Wenn Rußland unter der gegenwärtigen Finanzkrise leidet, dann deshalb, weil die Dollars das Land verlassen, die nach dem Zusammenbruch das Land überschwemmt und seine Geschicke bis zum Auftreten des „diktatorischen“ Putins weitgehend bestimmt hatten. Mit der zahlungsfähigen Nachfrage beim Ausverkauf des Landes, fallen trotz der Währungsreserven die Preise. Der in US-Dollar notierte Leitindex RTS fiel allein am 6. November um 4,94%; seine Rubel-Entsprechung MICEX rutschte um 8,05% auf 712,75 Punkte ab. Die größten Verlierer waren Aktien der Ölfirmen Gazprom Neft (Rückgang um 10%), Tatneft (Rückgang um 10%) und Rosneft (Rückgang um neun Prozent) sowie des Minenriesen Norilsk Nickel (Rückgang um 8,5%). Was kümmert der Aktienpreis, wenn nur die Anlagen im Land bleiben. Wenn aber keine neuen gebaut werden, weil Geld fehle?

Für diesen etwas komplexeren Fall haben sich der russische Sicherheitsratssekretär und ehemaliger Direktor des Inlandsgeheimdienstes FSB, Nikolai Patruschew und das chinesische Staatsratsmitglied Dai Bingguo am Donnerstag 6. November in Moskau getroffen. „Es war die dritte Runde der russisch-chinesischen Konsultationen zu Fragen der strategischen Sicherheit“ in diesem Jahr (RIA Novosti vom 6.11.) Verhandelt wird über „die Perspektiven der Zusammenarbeit zwischen Rußland und China bei der Sicherung des Friedens und der Stabilität auf globaler und regionaler Ebene, inklusive in Zentralasien“. Dai Bingguo und die Mitglieder seiner Delegation werden auch den russischen Außenminister Sergej Lawrow, die „Chefs einiger russischer Behörden“ sowie „führenden Repräsentanten anderer föderaler Strukturen“ treffen. Dabei werden „Fragen der Festigung der nationalen und internationalen Sicherheit angesichts der neuen Herausforderungen und Gefahren erörtert werden“. Auch die Staatschefs Rußlands und Chinas, Dmitri Medwedew und Hu Jintao, wollen sich zum gleichen Thema in diesem Jahr „mindestens noch zwei Mal“ treffen, teilte Nikolai Patruschew, am 6. November zum Auftakt der der russisch-chinesischen Sicherheitsberatungen mit: „Unsere Treffen finden regelmäßig statt, weil wir strategische Partner sind“.

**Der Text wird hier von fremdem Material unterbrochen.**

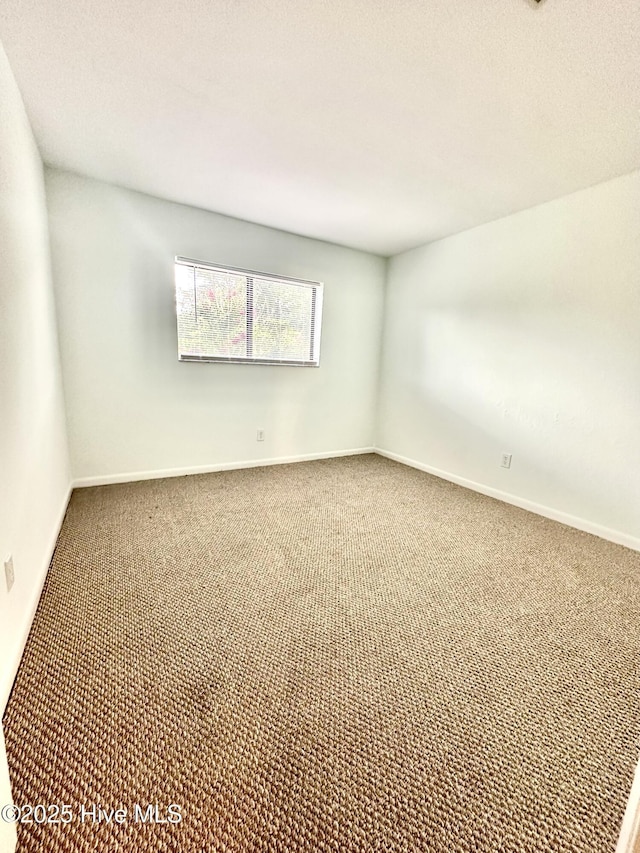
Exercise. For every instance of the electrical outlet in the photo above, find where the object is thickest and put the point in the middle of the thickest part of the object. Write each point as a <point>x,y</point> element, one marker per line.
<point>9,574</point>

Rußlands Vizepremier Igor Setschin trifft am heutigen Donnerstag in Caracas ein, um einen Venezuela-Besuch von Staatschef Dmitri Medwedew vorzubereiten. Von dort wird die russische Delegation nach Havanna weiterreisen, und am 8. November eine Sitzung der russische-kubanische Regierungskommission abhalten. Zündelt der eine im Kaukasus, so der andere in Südamerika. Die Weiche wird umgestellt, nur wissen wir nicht, auf welchem Gleis der Zug weiterfahren wird und wohin. Unser klimabedingter Ausstieg aus fossilen Rohstoffen wird daran nicht viel ändern: Rußland findet im Osten genug Abnehmer und die Amerikaner haben in Alaska riesige neue Vorräte entdeckt. Wir sollten uns etwas anderes, etwas Menschenfreundlicheres einfallen lassen.